005. the lost sealed away on a dying moon.
the stars never call your name anymore. not that they could in the first place. the universe is dying, after all; what good is it to attempt to cry when the chords never had time to reform anyway?
the stars never speak when you come to visit. all they have are tears to shed and ears to listen—if their wails ever grant leave to hear.
the day is the same as any other. you tread through the gaping void past your foolish, ruinous coworkers. some have been degraded by hydaelyn’s sundering to the point of inhumanity; you glimpse only a trace of what once was within paper-thin aether and memory, no matter how hard they try to recall their pasts. no stone and no memory makes any of them whole again. they squabble and moan and they never listen to your judgement anymore. you are not who you say you are; you are not who they care for. at the end of the day, all that matters is the restoration of the people you all loved. this does not include you.
so you leave the fools to their own devices, turn on your heel, and walk away, abandoning your coworkers to the darkness. you ascend the shallows and arrive lightyears away from the most whole shard of your star, so far away you could ground yourself and stare at the decays of its past glory. the new moon reconstructed in the wake of your mortal enemy’s catastrophe is not empty, but it is quiet; no matter what grows and what survives, no matter when you visit, no matter ever speaks to you.

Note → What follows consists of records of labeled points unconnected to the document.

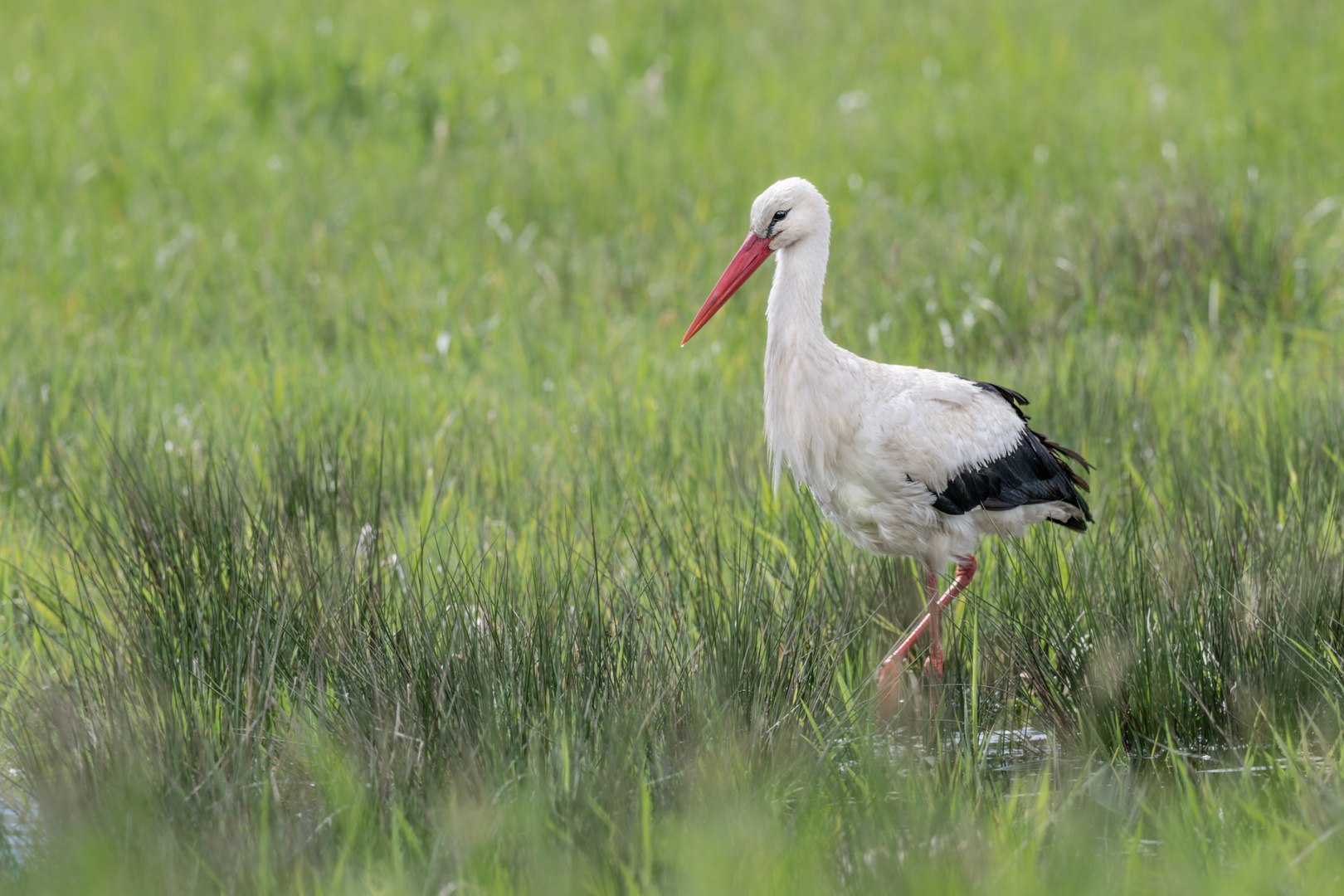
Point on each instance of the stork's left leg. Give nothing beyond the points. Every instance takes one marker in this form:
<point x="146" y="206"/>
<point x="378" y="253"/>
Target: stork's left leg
<point x="965" y="572"/>
<point x="893" y="666"/>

you have fallen too terribly for fate to end like this. and yet, you continue to travel—because this is your duty, and this is your burden. you keep the beating heart of so many fragmented lives in your chest so that no one else loses their memories. you keep watch to ensure that their hearts still remain, that the cage they lay in remains intact, that they still respond to your footsteps and your whispers. your soul stings, ice to claim what remains, and guts you inside to bone. still, you carry on. you walk past strange creatures and shadows, pass brands that burn through your cloak and flesh, and you find your way to the cradle that saved their souls.
you reach out your hand into your own heart. then, you step forward and let darkness claim you again. then, you open your eyes to the empty, and the heart of zodiark is more silent than even the wailing moon.
you still have your mask on. you fumble with the sides and take it off, then push your hood to your shoulders. the person who greets your old brethren is a stranger to your own memory.
they open their mouth to speak; at first, there comes a hoarse whisper, then nothing comes out. finally, you hear, as do the masks of the fallen: “…Hello.”
are you supposed to be polite to the people you once loved? you know nothing these days about who you used to be. only just—just—
“I’ve come back for you,” they mumble. “Elidibus. Your own heart.”
the moon turns, as it always does.
“Do you remember me?”
of course they do. but whatever they tell you, you fail to hear. it all sounds as nonsense to you: a language you began to forget a lifetime ago. “Of course,” a mouth moves: like clockwork, poorly oiled. “I would never forget any of you.”
that quiets them. you lack the heart to tell them the truth. it’s clockwork, how the lie loops again; it’s another part of a performance in a play. someday you’re sure the recital ends; you just need to swallow the sick down when you say it.
“Emet-Selch has been claimed by oblivion. Forgive him,” you echo. “Forgive me. His pathetic sentimentality was our undoing. Now he has left like the rest of them.”
the mender, the contender, the creator and the rhetorician. now, the redeemer has gone and abandoned you; and he was the last other who still knew what it meant to be whole. if you were like the sundered souls then you might offer a prayer. but the customs of muscle memory offer no motion and no misery. only an emptiness floods his remembrance, and whatever whole sorrows the ghosts can give for the man who was meant to give them peace.
it falls to you now. you, who was not appointed his seat for good reason. you are the best for the duty of the emissary and not the position of a redeemer. the person you echo likely did no well with the returned; the person you are now is too busy drowning in the needs of the half-dead. you cannot judge what you do not remember and what has only one memory—of contrition, of desparation, of desperation for the last moments in a time long forgotten.
“But your heart is still here. There is still hope yet. And I will see it through.” the visitor reaches a clawed hand upwards past the chamber of its heart and brushes the masks it can reach. “So… do not entrap yourself in mourning him. He will return. As shall the remainder of you all, and so shall our former star. And all will return to the way it was. I shall not let those who fell him—nor anyone else—slaughter our hopes and our people blindly after we have come this far.”
your hand tightens around the darkness. eventually, you need to let go. but not yet. if you still had your way, you would never.
“Your heart will come back to you. No matter how long it takes. I can promise this.”
this is when the visitor lets go. this is when the audience keeps silent and the masks abandon you to the depths, as though no whole person remains. for an eternity, it is only you and those in the shadows who remain in the cradle of the darkness.
then, you give up and let go. you step out from the darkness and from the matter of the moon—and that is the last time you ever visit the people you claim you loved.